International Design Competition:

  • Organisers: Civil Enginnering Development Department; Bureau of Public Works Shenzhen Municipality, Civil Engineering and Development Department, HKSARG, Architectural Services Department, HKSARG, The Hong Kong Institute of Architects.
  • # submissions: 170 entries from over 10 countries in Asia, Europe, North America
  • Winners/position of Professional Group: 1st Prize (Daniel Santos, CHANG Wai-shing Andy, Hong Kong), 2nd Prize (Gao Hongbo, Wu Lidong, Shenzhen), 3rd Prize (CHAN Kin-kwok, WONG Chin-keung Christopher, NG Man-hoi Simon, Hong Kong).
  • Jurors: Prof. He Jingtang (Head Juror), Prof. Reuben CHU Pui Kwan, Dominic LAM Kwong Ki, LAU LAI Siu Wan, Marigold, JP, Cui Kai, Shen Di, Liu Xiaodu.

Exhibitions:

  • Various Exhibitions in Hong Kong and Shenzhen, organised by the Competition organising committee

Publications:

  • Verebes, T. (2013). Masterplanning the Adaptive City: Computational Urbanism in the Twenty-first Century.
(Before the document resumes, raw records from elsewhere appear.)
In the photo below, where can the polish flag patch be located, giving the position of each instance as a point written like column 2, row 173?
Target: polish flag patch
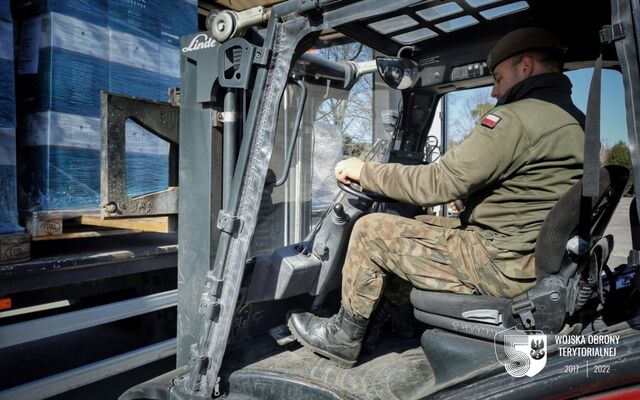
column 490, row 121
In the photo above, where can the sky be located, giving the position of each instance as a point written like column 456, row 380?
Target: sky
column 613, row 123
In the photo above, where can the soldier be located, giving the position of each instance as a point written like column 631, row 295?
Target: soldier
column 517, row 162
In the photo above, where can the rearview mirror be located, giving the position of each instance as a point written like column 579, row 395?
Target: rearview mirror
column 398, row 73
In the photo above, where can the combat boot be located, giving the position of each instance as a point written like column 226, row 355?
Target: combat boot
column 338, row 338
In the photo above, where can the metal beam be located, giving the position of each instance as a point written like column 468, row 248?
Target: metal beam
column 28, row 331
column 72, row 379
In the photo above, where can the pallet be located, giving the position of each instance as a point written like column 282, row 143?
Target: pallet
column 146, row 224
column 15, row 248
column 74, row 224
column 87, row 234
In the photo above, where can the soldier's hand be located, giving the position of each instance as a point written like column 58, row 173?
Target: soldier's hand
column 349, row 170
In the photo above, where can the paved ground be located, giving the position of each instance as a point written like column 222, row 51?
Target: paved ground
column 619, row 228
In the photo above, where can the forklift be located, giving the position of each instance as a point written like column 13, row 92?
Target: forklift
column 255, row 243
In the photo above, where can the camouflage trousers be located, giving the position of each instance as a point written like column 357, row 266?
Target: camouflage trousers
column 432, row 254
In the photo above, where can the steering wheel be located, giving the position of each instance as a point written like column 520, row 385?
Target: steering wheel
column 356, row 190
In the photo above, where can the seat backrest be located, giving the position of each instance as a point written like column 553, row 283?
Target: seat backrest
column 562, row 222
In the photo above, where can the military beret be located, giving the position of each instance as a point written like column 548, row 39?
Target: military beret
column 522, row 40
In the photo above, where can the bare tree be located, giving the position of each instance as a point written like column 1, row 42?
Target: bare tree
column 353, row 114
column 465, row 113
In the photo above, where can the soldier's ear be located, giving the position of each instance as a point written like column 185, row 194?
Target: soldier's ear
column 527, row 65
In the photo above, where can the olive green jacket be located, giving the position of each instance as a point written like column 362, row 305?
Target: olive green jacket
column 511, row 176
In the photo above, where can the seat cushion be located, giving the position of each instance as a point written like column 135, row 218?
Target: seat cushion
column 460, row 306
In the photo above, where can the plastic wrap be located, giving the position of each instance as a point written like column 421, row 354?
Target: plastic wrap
column 8, row 189
column 5, row 11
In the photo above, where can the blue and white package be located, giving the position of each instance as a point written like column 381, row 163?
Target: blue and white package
column 63, row 65
column 92, row 11
column 169, row 60
column 136, row 17
column 62, row 162
column 67, row 56
column 133, row 51
column 140, row 83
column 180, row 18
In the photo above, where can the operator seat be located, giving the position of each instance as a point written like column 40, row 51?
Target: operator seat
column 465, row 326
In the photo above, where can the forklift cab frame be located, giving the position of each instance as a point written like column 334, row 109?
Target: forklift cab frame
column 231, row 295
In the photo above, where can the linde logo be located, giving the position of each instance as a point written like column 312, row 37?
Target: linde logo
column 202, row 41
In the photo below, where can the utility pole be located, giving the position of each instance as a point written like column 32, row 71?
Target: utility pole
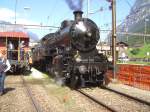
column 88, row 6
column 15, row 9
column 145, row 21
column 114, row 36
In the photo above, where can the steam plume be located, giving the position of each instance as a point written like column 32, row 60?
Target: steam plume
column 74, row 4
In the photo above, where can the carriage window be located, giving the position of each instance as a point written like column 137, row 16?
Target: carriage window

New York: Routledge.
  • Verebes, T., Liu, Y., Xu, F., Eds. (2012). New Computational Paradigms in Architecture. Beijing: Tsinghua University Press.

 

Proposing a new border crossing for Hong Kong and Shenzhen involves the parallel yet divergent ecological, planning and political histories, in which the Hong Kong side is characterized primarily with wild protected landscapes and topographies, while the Shenzhen side is overwhelmingly artificial and urban. This project confronts these dichotomous characteristics and aims to correlate the categories of the artificial and the natural, proposing one singular building across the border, in which the vast flows of people and vehicles are channeled. The spatial and temporal concepts driving this proposal are informed by the graphic qualities of traditional Chinese Calligraphy.   Three devices are used to inscribe the connection between the Hong Kong side and the Shenzhen side: Firstly, the offices are raised above the Passenger Crossing to either side of the building in order to bring light into the deep space of the BCP building. Secondly, a series of evolving tectonic roof bands peel off from one another on the first floor, so that the enclosed ground floor establishes a direct connection to the sky. Lastly, the massing between the structural frames which articulate the offices is interspersed with landscape planting.